# OKCpedia > Restaurants & Bars >  The Drake

## Pete

[category=]Restaurants[/category]
[category=]Uptown 23rd[/category]
[category=]Current[/category]

[toc]no[/toc]
*Address:*  23rd & Walker
*Phone:*  
*Hours:*  
*Development:*  The Rise
*Status:*  under construction
*Links:*  
Official Website
Menu
Facebook Page




*Information & Latest News*11/13/13:  Retailers flocking to The Rise 

10/18/13:  A Good Egg Dining Group (Cheever's, Iron Starr, RePUBlic, Kitchen no. 324, Tucker's, Red PrimeSteak) will be opening a new seafood restaurant in The Rise development at NW 23rd & Walker.  A.G.E. has leased 4,500 square feet in the far east end of The Rise fronting Walker, and the space features a very tall vaulted ceiling.  Restaurant will feature seafood flown in from both coasts and raw oysters with several special dipping sauces.
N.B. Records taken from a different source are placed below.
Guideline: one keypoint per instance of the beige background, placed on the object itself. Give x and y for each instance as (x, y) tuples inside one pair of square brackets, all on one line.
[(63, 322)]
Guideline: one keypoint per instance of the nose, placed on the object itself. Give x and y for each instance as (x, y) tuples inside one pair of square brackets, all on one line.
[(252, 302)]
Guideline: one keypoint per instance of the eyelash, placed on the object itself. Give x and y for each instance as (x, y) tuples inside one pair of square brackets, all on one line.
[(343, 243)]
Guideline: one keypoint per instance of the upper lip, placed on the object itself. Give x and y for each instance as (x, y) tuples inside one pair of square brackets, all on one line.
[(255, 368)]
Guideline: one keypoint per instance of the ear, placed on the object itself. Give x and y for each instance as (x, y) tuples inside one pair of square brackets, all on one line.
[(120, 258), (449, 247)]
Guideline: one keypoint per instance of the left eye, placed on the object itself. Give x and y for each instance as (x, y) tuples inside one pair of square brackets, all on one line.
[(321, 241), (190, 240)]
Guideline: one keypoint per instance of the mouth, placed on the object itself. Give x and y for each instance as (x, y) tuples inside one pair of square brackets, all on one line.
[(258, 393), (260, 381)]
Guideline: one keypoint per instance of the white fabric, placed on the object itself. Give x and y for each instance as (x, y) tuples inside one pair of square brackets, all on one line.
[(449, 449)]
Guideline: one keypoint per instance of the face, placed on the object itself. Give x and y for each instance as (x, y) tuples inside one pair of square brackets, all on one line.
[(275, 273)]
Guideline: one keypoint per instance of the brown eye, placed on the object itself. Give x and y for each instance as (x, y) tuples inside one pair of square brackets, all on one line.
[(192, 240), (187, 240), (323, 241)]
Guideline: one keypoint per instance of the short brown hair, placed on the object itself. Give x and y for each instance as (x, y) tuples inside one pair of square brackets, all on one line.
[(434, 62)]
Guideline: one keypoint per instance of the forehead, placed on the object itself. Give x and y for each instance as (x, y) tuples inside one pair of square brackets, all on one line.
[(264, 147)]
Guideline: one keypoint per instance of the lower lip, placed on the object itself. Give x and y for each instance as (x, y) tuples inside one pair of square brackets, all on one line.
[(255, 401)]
A Good Egg Group has invested heavily in the Uptown / 23rd Street corridor, recently purchasing and renovating 2500 N. Walker into their new headquarters and catering kitchen.  They also own and operate Cheever's Cafe at 2409 N. Hudson, Tucker's Onion Burgers at 324 NW 23rd, and own 401 NW 23rd, the location of Dutch Floral & Home.
*Gallery*

----------


## Pete

Bumping this to the top -- this is another OKCTalk exclusive!

----------


## lasomeday

How did it get lost in the posts?  Looks like it will be the anchor to the development.  Can't wait to try it out.  What is the Pizza place behind it?  And new apartments?  Have you seen what the designs for those? Two or three story?  That is a great location!

----------


## Pete

Pizza place will be a new concept by Chris Lower (Big Truck Tacos, Back Door BBQ, Mutts, etc.).  Heard it will be called Coaled Pizza.
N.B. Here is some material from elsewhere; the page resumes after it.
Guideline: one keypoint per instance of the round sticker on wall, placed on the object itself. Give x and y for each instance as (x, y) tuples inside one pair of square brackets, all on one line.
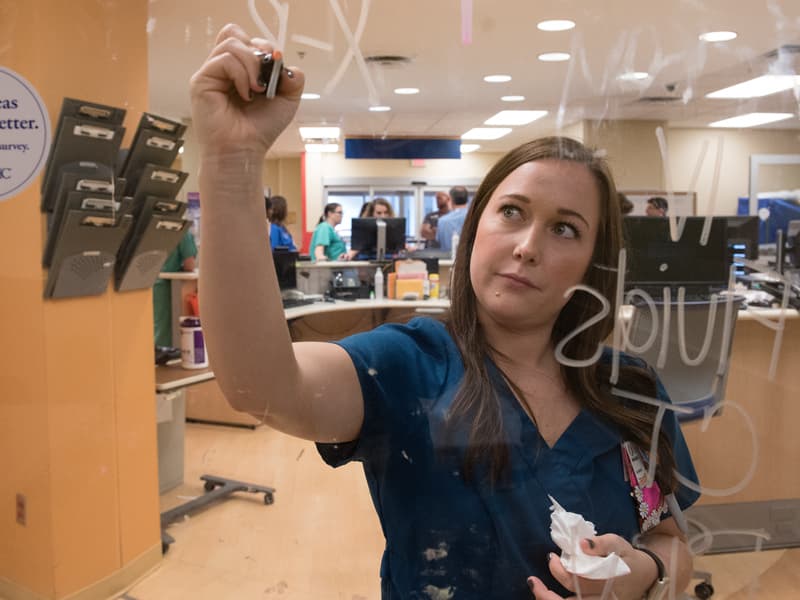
[(24, 133)]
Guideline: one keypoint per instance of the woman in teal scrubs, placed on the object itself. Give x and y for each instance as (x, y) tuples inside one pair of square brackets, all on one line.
[(464, 427), (326, 243)]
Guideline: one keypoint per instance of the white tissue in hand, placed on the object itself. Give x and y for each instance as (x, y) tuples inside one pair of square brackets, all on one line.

Apartments will be developed by Marva Ellard.  Cottages to be renovated, new apartments built. Not sure of the exact design.

----------


## lasomeday

Wow, this is awesome!  Three great developments in one block.  The gentrification of this area is about to hit hyperspeed!

----------


## BBatesokc

Excellent news! So far the wife and I love every Good Egg endeavor, so I'm certain this will be a hit.

Also excited to see this area further developed.

----------


## jrod

This is fantastic news. 23rd is picking up some serious steam.

----------


## BDK

> and raw oysters with several special dipping sauces.


Now this is news I can get behind!

----------


## bchris02

Is this in place of or in addition to the 80s Retropub that was originally supposed to go into the Rise?

----------


## Pete

> Is this in place of or in addition to the 80s Retropub that was originally supposed to go into the Rise?


In addition to.

This restaurant will be at the far east end of The Rise, and FlashBack RetroPub will be at the far west end.

----------


## pickles

> Is this in place of or in addition to the 80s Retropub that was originally supposed to go into the Rise?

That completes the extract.